Abstract:
Visual analytics is a costly endeavor in which analysts must coordinate the execution of incompatible visualization tools to derive coherent presentations from complex information. Distributed environments such as the Web pose additional costs since analysts must also establish logical connections among shared results, decode unfamiliar data formats, and engage with broader sets of tools that support the heterogeneity of different information sources. These ancillary activities are often limiting factors to our vision of seamless analytics, which we define as the low-cost generation and reuse of analytical resources. In this paper, we offer a theory of analytics that formally explains how analysts can employ Linked Data to maintain and leverage explicit connections across shared results as well as manage different representations of information required by visualization tools. Our theory builds on the well-known benefits of interconnected data and provides new metrics that quantify the utility of interconnected user- and task-centric, analytical applications.

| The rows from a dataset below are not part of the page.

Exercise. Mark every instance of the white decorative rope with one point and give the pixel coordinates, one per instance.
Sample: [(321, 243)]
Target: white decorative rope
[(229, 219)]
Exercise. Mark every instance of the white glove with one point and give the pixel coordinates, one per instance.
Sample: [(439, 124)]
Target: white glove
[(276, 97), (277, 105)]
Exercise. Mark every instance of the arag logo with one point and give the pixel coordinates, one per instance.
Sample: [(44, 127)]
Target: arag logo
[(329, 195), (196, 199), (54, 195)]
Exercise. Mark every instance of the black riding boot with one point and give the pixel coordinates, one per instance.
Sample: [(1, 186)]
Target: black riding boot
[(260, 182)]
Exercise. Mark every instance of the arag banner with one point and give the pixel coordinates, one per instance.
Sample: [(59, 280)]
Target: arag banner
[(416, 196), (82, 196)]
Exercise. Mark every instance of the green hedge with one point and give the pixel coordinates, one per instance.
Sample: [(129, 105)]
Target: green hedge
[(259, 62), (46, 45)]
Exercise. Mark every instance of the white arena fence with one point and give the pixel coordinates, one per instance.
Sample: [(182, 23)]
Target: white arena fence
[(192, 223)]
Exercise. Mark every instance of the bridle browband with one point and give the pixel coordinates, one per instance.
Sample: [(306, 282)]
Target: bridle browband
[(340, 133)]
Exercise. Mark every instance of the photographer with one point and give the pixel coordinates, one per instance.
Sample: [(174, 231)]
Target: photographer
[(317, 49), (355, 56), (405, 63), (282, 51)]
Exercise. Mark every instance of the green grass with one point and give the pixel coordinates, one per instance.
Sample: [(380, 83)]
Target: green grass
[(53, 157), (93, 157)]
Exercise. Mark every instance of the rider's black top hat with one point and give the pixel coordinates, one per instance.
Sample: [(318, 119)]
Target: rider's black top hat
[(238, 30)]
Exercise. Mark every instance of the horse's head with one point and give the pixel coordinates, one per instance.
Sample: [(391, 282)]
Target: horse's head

To describe our theory, we first introduce an extension of the W3C PROV Ontology to model analytic applications regardless of the type of data, tool, or objective involved. Next, we exercise the ontology to model a series of applications performed in a hypothetical but realistic and fully-implemented scenario. We then introduce a measure of seamlessness for any chain of applications described in our Application Ontology. Finally, we extend the ontology to distinguish five types of applications based on the structure of data involved and the behavior of the tools used. Together, our seamlessness measure and application ontology compose our Five-Star application theory that embodies tenets of Linked Data in a form that emits falsifiable predictions and which can be revised to better reflect and thus reduce the costs embedded within analytical environments.